Vermeylen schreef enkel over
Chéret in
De Kunstwereld, nr. 10 (6 maart 1894), in een bespreking van
La Libre Esthétique. Op de tentoonstelling van
L' Association pour l'Art (29 mei tot 19 juni 1892) waren 31 affiches in kleur van
Chéret tentoongesteld. Ook toen verscheen er niets van
Vermeylen.
[17] Namelijk
De Vlaamsche School en het bijblad. Zie ook
[1].
[18] Het is niet duidelijk welke plannen
De Bom had i.v.m. die conferentie en die conferentiezaal.
[19] Het plan voor het Diner-Magny was door
Vermeylen reeds vooropgezet in een eerdere brief aan
De Bom (zie
brief 100 (1891), noot 11).

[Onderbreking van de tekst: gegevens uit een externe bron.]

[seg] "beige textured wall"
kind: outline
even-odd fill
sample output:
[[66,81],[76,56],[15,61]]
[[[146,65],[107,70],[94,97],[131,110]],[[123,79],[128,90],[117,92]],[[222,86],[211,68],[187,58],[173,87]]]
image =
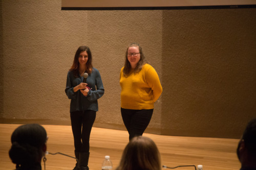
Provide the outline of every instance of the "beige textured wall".
[[147,132],[238,138],[256,113],[256,9],[61,11],[1,2],[2,123],[69,124],[67,74],[88,45],[105,92],[95,127],[124,130],[119,71],[136,42],[163,87]]

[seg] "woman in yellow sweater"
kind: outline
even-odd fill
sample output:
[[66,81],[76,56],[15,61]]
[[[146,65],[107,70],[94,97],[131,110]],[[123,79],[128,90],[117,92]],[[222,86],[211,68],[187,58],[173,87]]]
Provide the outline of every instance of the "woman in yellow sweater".
[[132,43],[127,48],[125,60],[120,73],[121,113],[131,140],[142,135],[162,88],[157,72],[146,63],[139,44]]

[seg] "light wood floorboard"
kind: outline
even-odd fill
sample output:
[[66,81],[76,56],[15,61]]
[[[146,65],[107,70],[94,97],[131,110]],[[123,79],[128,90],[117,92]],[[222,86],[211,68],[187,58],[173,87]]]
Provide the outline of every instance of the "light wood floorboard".
[[[0,124],[0,169],[14,169],[8,151],[10,137],[20,125]],[[74,157],[74,143],[70,126],[42,125],[49,136],[47,151],[60,152]],[[239,169],[240,164],[236,154],[238,139],[163,136],[145,133],[152,138],[160,152],[162,163],[169,167],[181,165],[202,164],[204,170]],[[93,128],[90,138],[89,167],[101,169],[105,155],[110,155],[114,169],[118,165],[122,151],[127,143],[125,131]],[[75,160],[62,155],[47,155],[47,170],[73,169]],[[42,163],[42,167],[44,167]],[[177,170],[193,170],[193,167],[179,167]]]

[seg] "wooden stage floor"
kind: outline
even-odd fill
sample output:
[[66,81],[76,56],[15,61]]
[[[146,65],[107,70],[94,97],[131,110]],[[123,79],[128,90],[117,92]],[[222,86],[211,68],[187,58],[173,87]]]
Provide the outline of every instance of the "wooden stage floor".
[[[14,169],[8,151],[10,137],[20,125],[0,124],[0,169]],[[74,157],[74,143],[70,126],[42,125],[49,137],[47,151]],[[163,136],[145,133],[152,138],[161,154],[162,164],[169,167],[202,164],[204,170],[239,169],[240,163],[236,154],[238,139]],[[122,151],[127,143],[125,131],[93,128],[90,139],[91,170],[101,169],[105,155],[110,155],[113,169],[118,165]],[[46,170],[73,169],[75,160],[62,155],[46,156]],[[44,167],[42,164],[42,167]],[[164,169],[164,168],[163,168]],[[193,170],[193,167],[178,167],[177,170]]]

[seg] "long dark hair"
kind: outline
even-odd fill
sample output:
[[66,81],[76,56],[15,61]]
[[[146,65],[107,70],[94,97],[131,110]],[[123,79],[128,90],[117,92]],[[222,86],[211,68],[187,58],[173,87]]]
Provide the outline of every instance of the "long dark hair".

Het was bedoeld als een vergadering van de
"jongste jongeren", die zich zouden verzamelen
"rond een democratisch soupeetje, en dan een heelen avond kouten over kunst... Dan zou er een band bestaan tusschen al die jonge schrijvers, schilders, toondichters, enz, die nu elkaar niet kennen, bijna." [20] Emile Vandervelde, Les associations professionelles d'artisants et d'ouvriers en Belgique.
Vandervelde, doctor in de rechten, haalde daarmee het speciale doctoraat in de politieke economie. De verdediging vond plaats op vrijdag 15 januari om 15 uur in de promotiezaal van de Universiteit (Keizerinnelaan) te Brussel. Zie
La Chronique, XXV (13 jan. 1892 en 18 jan. 1892).
[22] Seminariewerk van
August Vermeylen. Het is niet bekend waarover dat handelde.